Customers’ social security numbers; vaccination records; health insurance information; government identification, financial account and driver’s license numbers; dates of birth; and payment card numbers are among plaintiffs’ information exposed in Dish’s Feb. 23 data breach, which the company didn’t begin notifying customers’ about until May 8, said the complaint. It disclosed the outage and breach in a Feb. 23 SEC filing.
Dish also failed to inform victims when or for how long the data breach occurred, said the complaint. Plaintiff John Cruse, a Tennessee resident, received his notification in a letter dated May 15, the complaint said.

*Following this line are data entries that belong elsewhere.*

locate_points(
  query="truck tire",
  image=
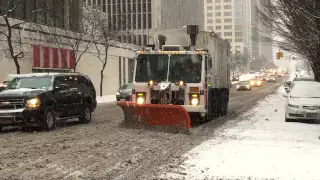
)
(225, 102)
(49, 119)
(86, 115)
(210, 105)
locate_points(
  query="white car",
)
(303, 102)
(271, 78)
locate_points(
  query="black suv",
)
(42, 100)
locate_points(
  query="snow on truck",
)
(175, 79)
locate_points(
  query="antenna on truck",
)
(162, 40)
(193, 31)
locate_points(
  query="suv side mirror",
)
(288, 91)
(61, 87)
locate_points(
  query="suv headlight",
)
(33, 103)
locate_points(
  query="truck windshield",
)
(152, 67)
(31, 82)
(185, 67)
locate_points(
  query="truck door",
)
(208, 75)
(62, 96)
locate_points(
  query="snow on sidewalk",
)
(261, 146)
(106, 99)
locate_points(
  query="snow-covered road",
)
(262, 146)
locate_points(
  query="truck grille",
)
(12, 104)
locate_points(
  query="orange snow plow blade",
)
(156, 114)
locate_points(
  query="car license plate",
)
(312, 115)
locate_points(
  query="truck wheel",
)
(49, 119)
(86, 115)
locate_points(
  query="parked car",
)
(303, 102)
(42, 100)
(124, 93)
(244, 85)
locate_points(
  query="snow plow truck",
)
(184, 72)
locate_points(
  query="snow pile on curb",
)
(106, 99)
(262, 146)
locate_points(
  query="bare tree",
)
(10, 32)
(298, 24)
(104, 38)
(78, 40)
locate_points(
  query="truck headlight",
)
(33, 103)
(293, 106)
(140, 100)
(194, 101)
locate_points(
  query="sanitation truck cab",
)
(171, 77)
(179, 78)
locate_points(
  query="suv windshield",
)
(31, 82)
(185, 67)
(243, 82)
(127, 86)
(152, 67)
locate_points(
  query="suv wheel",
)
(49, 119)
(85, 116)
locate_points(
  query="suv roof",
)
(45, 74)
(303, 79)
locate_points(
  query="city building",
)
(138, 18)
(238, 22)
(42, 55)
(231, 20)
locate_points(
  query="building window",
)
(227, 33)
(227, 13)
(227, 20)
(238, 27)
(238, 34)
(228, 27)
(209, 28)
(238, 39)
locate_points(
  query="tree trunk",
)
(101, 82)
(16, 62)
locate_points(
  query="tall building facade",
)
(138, 18)
(230, 19)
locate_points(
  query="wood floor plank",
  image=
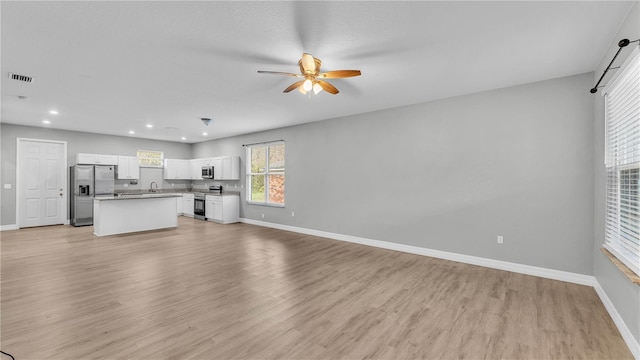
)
(238, 291)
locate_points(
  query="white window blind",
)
(266, 173)
(622, 161)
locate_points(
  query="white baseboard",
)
(467, 259)
(9, 227)
(628, 337)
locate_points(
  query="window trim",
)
(612, 243)
(266, 174)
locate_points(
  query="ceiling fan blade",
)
(336, 74)
(278, 73)
(328, 87)
(307, 63)
(294, 86)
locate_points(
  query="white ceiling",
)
(111, 67)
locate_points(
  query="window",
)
(265, 174)
(622, 161)
(150, 158)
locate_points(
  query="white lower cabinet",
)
(187, 205)
(179, 202)
(224, 209)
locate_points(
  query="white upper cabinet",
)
(176, 169)
(96, 159)
(128, 167)
(224, 168)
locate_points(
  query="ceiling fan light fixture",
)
(317, 88)
(308, 85)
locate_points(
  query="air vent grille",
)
(20, 77)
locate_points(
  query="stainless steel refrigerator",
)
(87, 181)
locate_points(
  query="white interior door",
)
(41, 182)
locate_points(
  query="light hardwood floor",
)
(209, 291)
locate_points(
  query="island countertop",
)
(137, 196)
(134, 213)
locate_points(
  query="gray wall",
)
(624, 295)
(449, 175)
(79, 142)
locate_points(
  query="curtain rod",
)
(264, 142)
(622, 43)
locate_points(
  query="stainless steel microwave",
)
(207, 172)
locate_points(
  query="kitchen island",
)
(131, 213)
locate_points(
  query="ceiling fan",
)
(310, 71)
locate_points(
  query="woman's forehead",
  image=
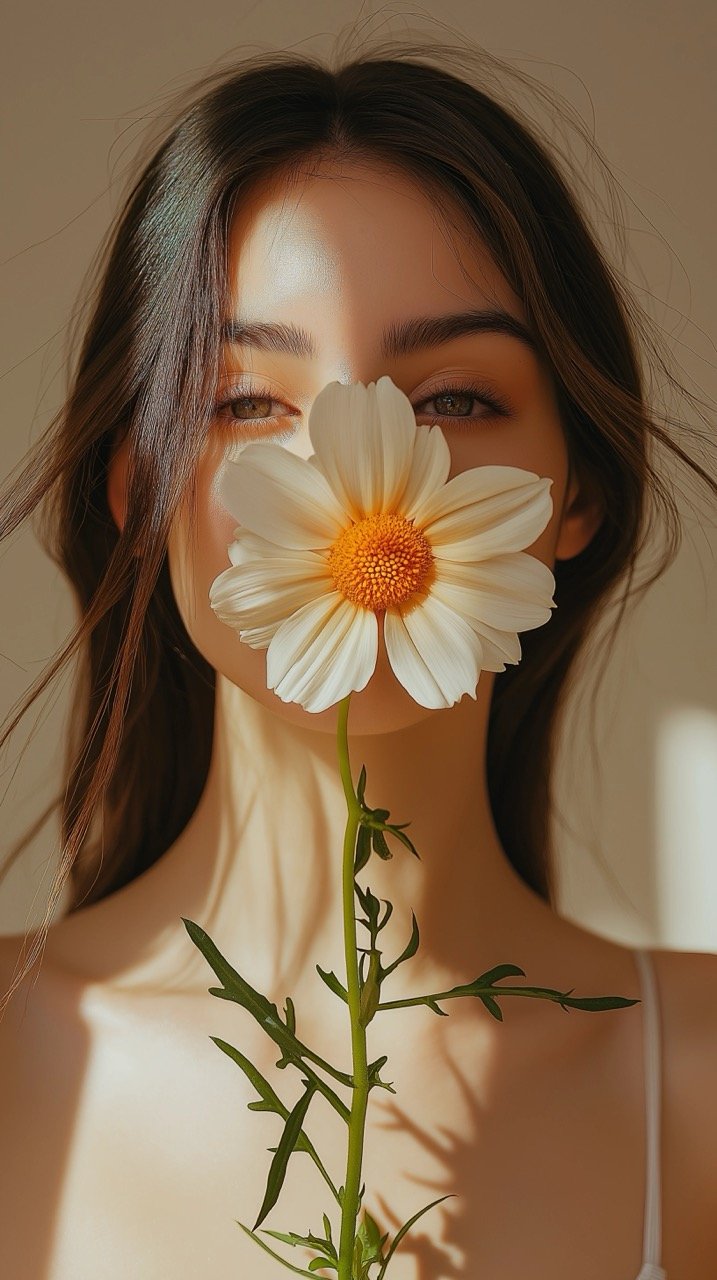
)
(360, 238)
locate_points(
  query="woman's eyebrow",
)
(400, 338)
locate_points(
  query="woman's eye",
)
(251, 407)
(456, 403)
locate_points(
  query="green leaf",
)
(362, 849)
(370, 990)
(435, 1008)
(333, 983)
(410, 949)
(379, 844)
(371, 906)
(406, 1228)
(240, 991)
(373, 1073)
(597, 1002)
(397, 831)
(278, 1257)
(386, 915)
(288, 1141)
(492, 1006)
(290, 1015)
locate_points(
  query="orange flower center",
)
(380, 561)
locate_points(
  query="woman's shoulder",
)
(688, 1005)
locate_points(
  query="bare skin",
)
(145, 1150)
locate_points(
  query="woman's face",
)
(347, 255)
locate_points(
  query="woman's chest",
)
(140, 1153)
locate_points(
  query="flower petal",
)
(249, 548)
(265, 593)
(362, 439)
(511, 593)
(278, 496)
(430, 465)
(485, 511)
(443, 658)
(324, 652)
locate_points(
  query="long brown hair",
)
(147, 357)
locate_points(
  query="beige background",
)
(638, 858)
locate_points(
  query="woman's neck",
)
(259, 864)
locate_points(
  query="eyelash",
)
(498, 406)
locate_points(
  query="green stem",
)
(360, 1093)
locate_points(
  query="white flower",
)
(370, 525)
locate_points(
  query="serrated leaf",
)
(409, 950)
(379, 814)
(598, 1002)
(379, 844)
(435, 1008)
(400, 835)
(492, 1006)
(298, 1271)
(370, 988)
(387, 914)
(373, 1073)
(288, 1141)
(362, 849)
(333, 983)
(290, 1015)
(403, 1230)
(240, 991)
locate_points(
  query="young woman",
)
(291, 228)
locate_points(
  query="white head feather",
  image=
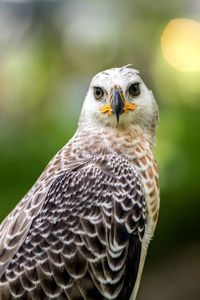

Dish knew or should have known customers would use its services to store and share highly sensitive data, said the complaint. It cited the Health Insurance Portability and Accountability Act (HIPAA) that sets minimum standards for the protection of individuals’ medical records and other personal health information, the complaint said. HIPAA requires appropriate safeguards to be maintained by organizations such as Dish to protect individuals’ personal health information, and it sets limits and conditions on uses and disclosures that may be made of such information without customer authorization, it said.
Cruse’s claims aren’t for direct violations of HIPAA but for “various legal violations merely predicated upon the duties set forth in HIPAA,” the complaint said. Members’ PHI/PII was compromised through “disclosure to an unknown and unauthorized third party -- an undoubtedly nefarious third party seeking to profit off this disclosure by defrauding” plaintiff and class members in the future, it said.
Following notification of the breach, Cruse spent time dealing with its consequences, which continues to include time spent verifying its impact, exploring credit monitoring and identity theft insurance options, self-monitoring accounts and seeking legal counsel for remedying and mitigating the effects of the breach. Cruse has suffered lost time, annoyance, interference and inconvenience due to the breach and “imminent and impending injury” from the “substantially increased risk of fraud, identity theft and misuse” of his personal information, it said.
The ramifications of Dish’s failure to keep plaintiffs’ PHI/PII secure are “long lasting and severe,” said the complaint. Once identification numbers are stolen, their fraudulent use and damage to victims “may continue for years,” it said. Hackers stole the data “to engage in identity theft" or sell it to other criminals who will use it for that purpose, it said. The fraudulent activity resulting from the data breach “may not come to light for years,” it said.
Plaintiff claims negligence and breach of implied contract. He seeks for himself and the class an award of actual, nominal and consequential damages; an award of attorneys’ fees and legal costs; an order to cease and desist from unlawful activities; and orders requiring it to delete and purge class members’ PHI/PII, implement an information security program, engage third-party security auditors to run automated monitoring of its systems; cease storing PHI/PII on a cloud-based database; plus other threat-management processes. Dish didn’t comment.